Plusieurs plaintes – pointant le sexisme véhiculé par cette campagne publicitaire – ont bien évidemment été déposées auprès du JEP. [10] Cependant, celui-ci a déclaré que « cette campagne n'est pas de nature à dénigrer ou à discriminer une catégorie de personnes et qu'elle ne contribue pas non plus à perpétuer de stéréotypes. » [11]
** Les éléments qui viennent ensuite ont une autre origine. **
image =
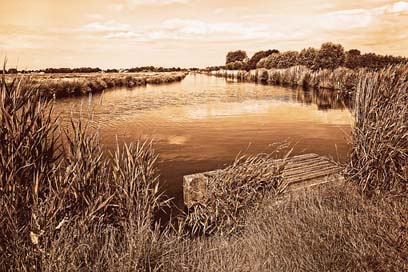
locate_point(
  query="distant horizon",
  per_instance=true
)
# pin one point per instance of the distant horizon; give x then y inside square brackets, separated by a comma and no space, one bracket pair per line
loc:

Au vu du contenu de la publicité, qui parle pourtant de lui-même, comment une telle déclaration peut-elle se justifier ?  « Le contenu de cette campagne humoristique est à ce point décalé, absurde et irréaliste que cette dernière ne peut raisonnablement pas être perçue au premier degré par le consommateur moyen » [12] explique le JEP.

Une décision anodine ?

Couples et Familles est tout autant interpellé par cette décision émanant d’un jury d’éthique que par les propos douteux véhiculés par cette campagne publicitaire. N’est-il pas préoccupant qu’un tel organe tolère cette immixtion du sexisme dans notre quotidien en prétendant qu’il ne s’agit là que d’humour ? Même si un consommateur moyen ne peut, a priori, pas percevoir cette publicité au premier degré, qu’en est-il des plus jeunes à qui cette subtilité échappe peut-être (voire sûrement) ? Ce type de message ne va-t-il pas impacter leurs représentations des genres ? Sommes-nous réellement prêts à encourir un tel risque en laissant la porte ouverte aux propos qui vacillent entre irrespect et humour ? [13] 

 

 

 

 

 

 


 

[1] Conseil supérieur de l’audiovisuel - Publicité, communication commerciale. In : http://www.csa.be/. Consulté le 27 mars 2017.
[2] Ibid.
[3] Nouvelles compétences à partir du 1er février 2017 |JEP. In : http://www.jep.be/. Consulté le 27 mars 2017.
[4] JEP. In : http://www.jep.be/. Consulté le 27 mars 2017.
[5] FOREM 11-01-2017 : Décision de modification/arrêt. In : http://www.jep.be/. Consulté le 29 mars 2017.
[6] Pour le JEP, la campagne pub controversée de Lidl ne perpétue pas de stéréotypes. In : http://www.rtbf.be/. Consulté le 28 mars 2017.
[7] MICHIELSENS, Magda, et al. Définition du concept de « sexisme ». Bruxelles : Institut pour l’Egalité des Femmes et des Hommes, 2009, p.28.
[8] Lidl s'excuse pour sa publicité perçue comme sexiste. In : http://www.rtbf.be/. Consulté le 31 mars 2017.
[9] Pour le JEP, la campagne pub controversée de Lidl ne perpétue pas de stéréotypes. In : http://www.rtbf.be/. Consulté le 28 mars 2017. 
[10] Lidl s’excuse pour sa campagne publicitaire jugée sexiste. In : http://www.lesoir.be/. Consulté le 29 mars 2017.
[11] Quand l’avis du Jury d’Éthique Publicitaire sur une pub sexiste est encore plus choquant que la pub. In : http://www.doulkeridis.be/. Consulté le 29 mars 2017.
[12] Ibid.
[13] Analyse rédigée par Audrey Dessy.